8088 optimization question (eliminating branches)

VileR · Nov 10, 2019

Consider the following scenario: let "background" and "foreground" be two layers of visual data, composed of 16-bit values. I'd like to merge them as follows - for each offset, if foreground contains zero, it is considered transparent (=use the background value). Otherwise, use the value in foreground.

Something like this:

Code:

for (i=0; i<size; i++)
{
  merged[i] = (foreground[i] == 0) ? background[i] : foreground[i];
}

I'm looking to implement this in 8086 assembly. If I test each word value for zero and use conditional jumps, it's straightforward... but also very, very slow.
Is there a faster, more optimized way to do this? Hopefully without branching, if at all possible? (The choice of zero to represent transparency is arbitrary, BTW).

One way is to "compile" the layers, as in the "compiled sprites" technique sometimes used for fast animation... i.e. instead of plain data, generate the layers as code that performs the merging in-place (with the data as immediate values), and simply does nothing in the 'transparent' case. But that wouldn't work so well, because my use-case requires working with arbitrary pieces of each layer (so the code wouldn't have a fixed entry point, and the expense of compensating for this could nullify a lot of the gain).

Chuck(G) · Nov 10, 2019

My first and easiest step would be unrolling the loop, or at least a few iterations of it. It is possible to do the selection without branching, but I'm not sure that it will save you many cycles. Running the loop in reverse and initializing the index to its final value gets rid of a compare at the bottom of the loop (decrement and loop until zero).

What are the possible values of "foreground"?

VileR · Nov 10, 2019

Chuck(G) said:
My first and easiest step would be unrolling the loop, or at least a few iterations of it. It is possible to do the selection without branching, but I'm not sure that it will save you many cycles. Running the loop in reverse and initializing the index to its final value gets rid of a compare at the bottom of the loop (decrement and loop until zero).

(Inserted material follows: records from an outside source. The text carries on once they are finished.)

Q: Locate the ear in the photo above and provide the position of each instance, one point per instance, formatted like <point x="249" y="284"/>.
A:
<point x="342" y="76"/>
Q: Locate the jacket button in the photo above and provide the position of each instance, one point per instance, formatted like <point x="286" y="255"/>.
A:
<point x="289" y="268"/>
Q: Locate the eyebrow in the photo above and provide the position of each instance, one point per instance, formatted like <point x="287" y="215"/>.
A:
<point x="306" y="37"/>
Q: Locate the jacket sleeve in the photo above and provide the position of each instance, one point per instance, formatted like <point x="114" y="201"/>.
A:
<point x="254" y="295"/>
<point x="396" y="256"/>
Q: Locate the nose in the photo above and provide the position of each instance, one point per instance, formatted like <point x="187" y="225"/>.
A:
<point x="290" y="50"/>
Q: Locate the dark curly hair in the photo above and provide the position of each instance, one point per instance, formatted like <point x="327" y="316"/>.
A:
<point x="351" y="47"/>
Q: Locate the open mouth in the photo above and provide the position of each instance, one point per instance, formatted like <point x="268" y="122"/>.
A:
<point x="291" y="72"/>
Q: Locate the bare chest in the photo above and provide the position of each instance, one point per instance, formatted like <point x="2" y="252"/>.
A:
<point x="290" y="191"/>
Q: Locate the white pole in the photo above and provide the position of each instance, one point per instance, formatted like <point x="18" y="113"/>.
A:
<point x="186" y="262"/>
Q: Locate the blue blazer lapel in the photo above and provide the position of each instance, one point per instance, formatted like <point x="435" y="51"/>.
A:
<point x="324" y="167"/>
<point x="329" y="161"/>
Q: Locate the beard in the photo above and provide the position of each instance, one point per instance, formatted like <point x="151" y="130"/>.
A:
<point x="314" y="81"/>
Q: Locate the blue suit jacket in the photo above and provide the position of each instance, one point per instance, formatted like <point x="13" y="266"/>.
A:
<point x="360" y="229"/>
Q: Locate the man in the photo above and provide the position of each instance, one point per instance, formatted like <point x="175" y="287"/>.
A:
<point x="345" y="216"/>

True, some unrolling will get rid of one major cycle-eater (loop - 18 cycles), but doing a conditional jump on each word is still 16 cycles a pop (if taken; 4 otherwise). I have the nagging feeling that I'm missing some trick that could be a major time-saver... if it's possible to do the selection without branching, as you say, please do share your idea - it might help. I haven't started on the implementation yet; just doing the math first to see if it's feasible at an acceptable speed.

My "compiled" approach could sort of work, I think, if the do-nothing (transparency) cases constituted single jumps to the nearest do-something (nonzero) case, which would mov the foreground value as an immediate. That would take care of arbitrary entry-points, but arbitrary exit-points would still need self-modification, or more conditional checks... a bit hairy, but possibly still faster than a branch on each value?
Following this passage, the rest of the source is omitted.